Dear Awkward: Your roommate had a late-night visitor. She gave you advance notice, and – other than the music blaring when you returned home – this occurrence doesn’t seem to have had much of an impact on you.
You don’t mention any mutual prohibition to having overnight guests, but if her behavior – or her guest’s – caused problems for you, you should definitely mention it. Otherwise, her evening of dinner, drinks, and dancing, seems more an opportunity for a “high five” than awkwardness between roommates.
Dear Amy: When I was growing up, my mother was extremely abusive to my siblings and me. Our father was out of the picture. She put us through hell. She struggled with untreated mental illness and prescription drug addiction, along with other sick behaviors. When we were in our teens it was so bad that social services took us away from her for about a year. She never got better.

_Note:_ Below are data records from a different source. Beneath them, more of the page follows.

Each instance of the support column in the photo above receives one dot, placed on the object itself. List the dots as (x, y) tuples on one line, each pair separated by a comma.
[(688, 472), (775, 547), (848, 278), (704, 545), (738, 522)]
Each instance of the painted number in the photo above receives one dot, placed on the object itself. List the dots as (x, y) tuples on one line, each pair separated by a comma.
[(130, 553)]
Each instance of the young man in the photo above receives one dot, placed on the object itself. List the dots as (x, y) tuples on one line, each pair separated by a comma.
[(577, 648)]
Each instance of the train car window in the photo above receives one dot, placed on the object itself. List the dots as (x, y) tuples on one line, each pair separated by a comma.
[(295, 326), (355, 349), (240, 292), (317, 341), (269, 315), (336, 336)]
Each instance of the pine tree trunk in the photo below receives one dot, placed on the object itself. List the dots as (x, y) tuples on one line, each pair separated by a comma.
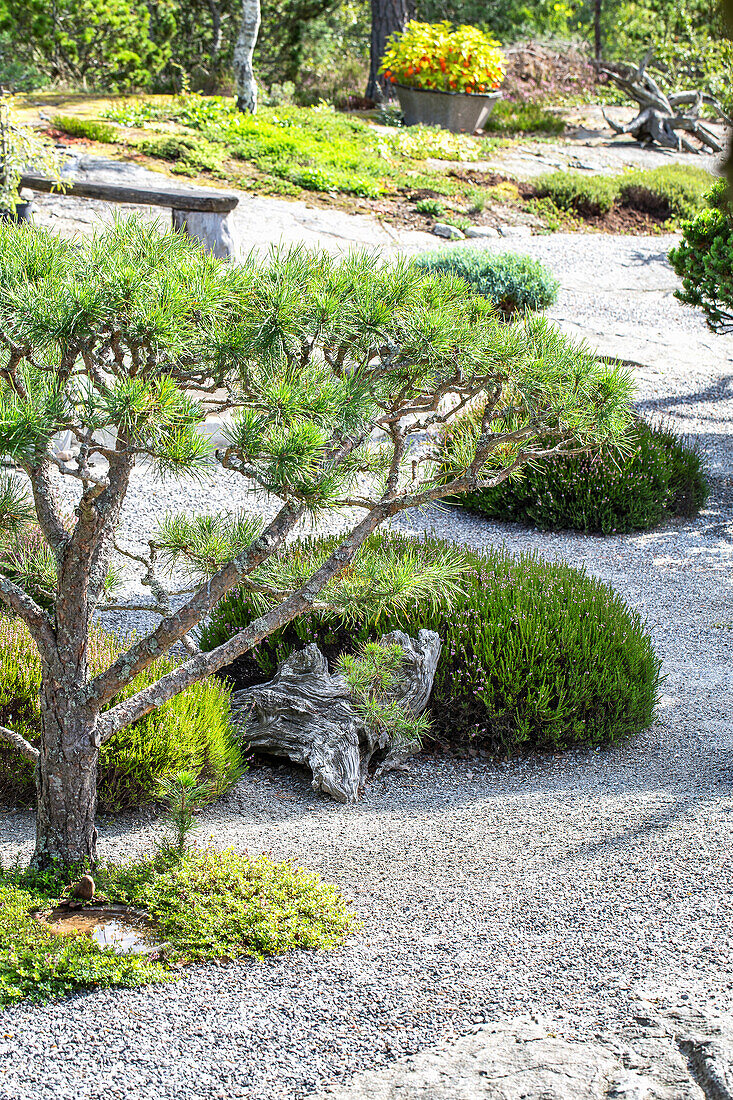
[(247, 88), (65, 782), (597, 30), (387, 17)]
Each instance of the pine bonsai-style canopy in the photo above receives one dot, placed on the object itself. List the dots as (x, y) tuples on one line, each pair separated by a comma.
[(337, 378)]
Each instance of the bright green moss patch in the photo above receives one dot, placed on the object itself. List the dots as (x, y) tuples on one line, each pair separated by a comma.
[(523, 117), (91, 129), (207, 904)]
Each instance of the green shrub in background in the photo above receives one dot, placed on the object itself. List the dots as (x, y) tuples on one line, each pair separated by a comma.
[(192, 732), (670, 193), (704, 261), (91, 129), (189, 153), (658, 476), (205, 904), (523, 117), (673, 191), (534, 655), (576, 193), (510, 281)]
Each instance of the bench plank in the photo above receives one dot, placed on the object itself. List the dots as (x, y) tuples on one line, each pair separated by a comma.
[(199, 201)]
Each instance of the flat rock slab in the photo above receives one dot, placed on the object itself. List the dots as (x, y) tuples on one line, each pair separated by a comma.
[(682, 1058)]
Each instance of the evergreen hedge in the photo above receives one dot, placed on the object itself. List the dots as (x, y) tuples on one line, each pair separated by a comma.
[(534, 655), (659, 475)]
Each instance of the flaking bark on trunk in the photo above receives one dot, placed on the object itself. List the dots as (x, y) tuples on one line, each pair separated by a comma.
[(65, 781), (247, 88)]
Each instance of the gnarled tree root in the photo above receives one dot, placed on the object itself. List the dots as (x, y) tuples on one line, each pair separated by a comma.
[(308, 716), (660, 117)]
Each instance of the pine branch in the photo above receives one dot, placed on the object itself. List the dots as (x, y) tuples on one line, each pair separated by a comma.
[(21, 604), (173, 628), (20, 744)]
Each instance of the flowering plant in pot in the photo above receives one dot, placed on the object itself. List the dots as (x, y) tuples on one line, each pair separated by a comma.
[(444, 75)]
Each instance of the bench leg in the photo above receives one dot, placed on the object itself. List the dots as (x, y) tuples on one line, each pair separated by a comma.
[(212, 230)]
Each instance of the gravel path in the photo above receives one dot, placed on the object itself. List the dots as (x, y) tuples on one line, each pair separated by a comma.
[(568, 886)]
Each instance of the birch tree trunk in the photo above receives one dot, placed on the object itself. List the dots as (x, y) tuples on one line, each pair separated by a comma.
[(247, 88)]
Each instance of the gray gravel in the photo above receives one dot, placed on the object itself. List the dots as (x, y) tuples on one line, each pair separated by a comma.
[(564, 884)]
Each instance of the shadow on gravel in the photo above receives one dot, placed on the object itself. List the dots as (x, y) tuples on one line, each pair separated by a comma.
[(721, 389)]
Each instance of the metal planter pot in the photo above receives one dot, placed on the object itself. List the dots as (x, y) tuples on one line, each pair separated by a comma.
[(459, 111)]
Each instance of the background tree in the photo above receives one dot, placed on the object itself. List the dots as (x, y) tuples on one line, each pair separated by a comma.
[(389, 17), (340, 375), (247, 40), (88, 43)]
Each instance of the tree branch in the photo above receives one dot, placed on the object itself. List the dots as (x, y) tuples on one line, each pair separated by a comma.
[(20, 744), (26, 608), (173, 627), (135, 707)]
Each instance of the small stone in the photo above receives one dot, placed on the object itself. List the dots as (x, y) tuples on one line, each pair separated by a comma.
[(482, 232), (85, 888), (451, 232)]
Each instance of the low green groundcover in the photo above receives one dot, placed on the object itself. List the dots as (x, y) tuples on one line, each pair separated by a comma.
[(657, 476), (511, 282), (534, 655), (193, 732), (669, 193), (206, 904)]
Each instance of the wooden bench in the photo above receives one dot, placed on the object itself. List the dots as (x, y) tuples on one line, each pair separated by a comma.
[(200, 213)]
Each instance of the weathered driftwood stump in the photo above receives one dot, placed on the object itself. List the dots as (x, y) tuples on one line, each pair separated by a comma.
[(308, 715), (659, 116)]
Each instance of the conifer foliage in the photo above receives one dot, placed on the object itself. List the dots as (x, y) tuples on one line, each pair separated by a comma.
[(337, 376)]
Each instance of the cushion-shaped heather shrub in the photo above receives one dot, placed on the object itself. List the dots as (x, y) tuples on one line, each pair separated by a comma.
[(193, 732), (670, 191), (510, 281), (659, 475), (534, 655)]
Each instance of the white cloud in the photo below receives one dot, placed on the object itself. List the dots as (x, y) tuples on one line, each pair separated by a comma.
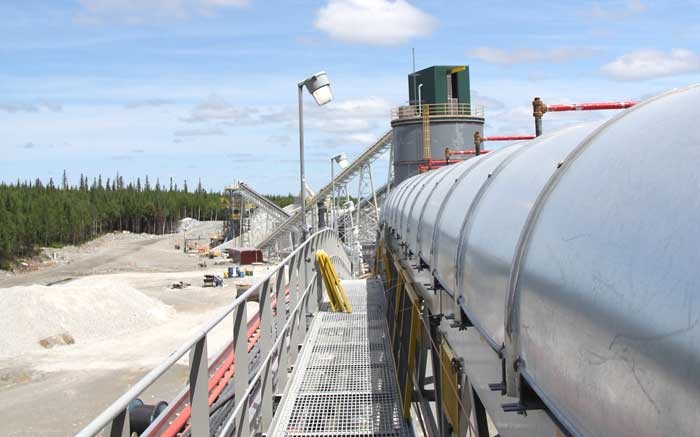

I never hid my dislike for my mom from my friends, even as an adult.
She died recently at the age of 91.
I was really conflicted when she died. I thought I would be relieved, but I wasn’t. I think I was mourning the mother I never had, while still trying to make peace with the one I had.
When she died, very few of my friends acknowledged this loss. I know how awkward it must have been for others to know how to respond to me. Maybe they didn’t know what would be appropriate to say. One of my best friends has yet to offer a single word of condolence.
I would like your readers to know that no response is not the way to go. The best responses I received were something like, “Sorry for your loss. Wishing you peace.”
Wishing me peace touched my soul. I am grateful to those who responded to my mom’s passing, because so few people understood how to respond, which only added to my confusion and grief.
Dear Grieving: You are experiencing a profound loss. And I suspect that you are currently grieving the loss of all that your mother denied you throughout your life.
I find that people who aren’t as close to the grieving person sometimes have an easier time expressing sympathy. Social media is crowded with death announcements and the attendant expressions: “I’m so sorry for your loss.”
People who are closer to you know how troubled this relationship was, and so they might not feel comfortable offering a generalized (if sincere) platitude. But you are absolutely right, that some acknowledgment is necessary, if only in order to invite you to try to describe your own feelings. Saying something, even something like, “I’m not sure what to say,” is better than no acknowledgment.
I hope you will be able to tell your close friend that you would like the opportunity to discuss this loss with her.
Dear Amy: I couldn’t believe your “advice” to “In Love in the South.” This 20-year-old wanted to get married, but she was already living with her boyfriend. So tell me, what’s his incentive to want to get married? He’s already getting what he wants without it!
Dear Old Fashioned: This is the familiar “why buy the milk if you can get the cow for free” argument. My preference is that all adults should remain as independent and self-sufficient as possible, whether or not they get their milk for free.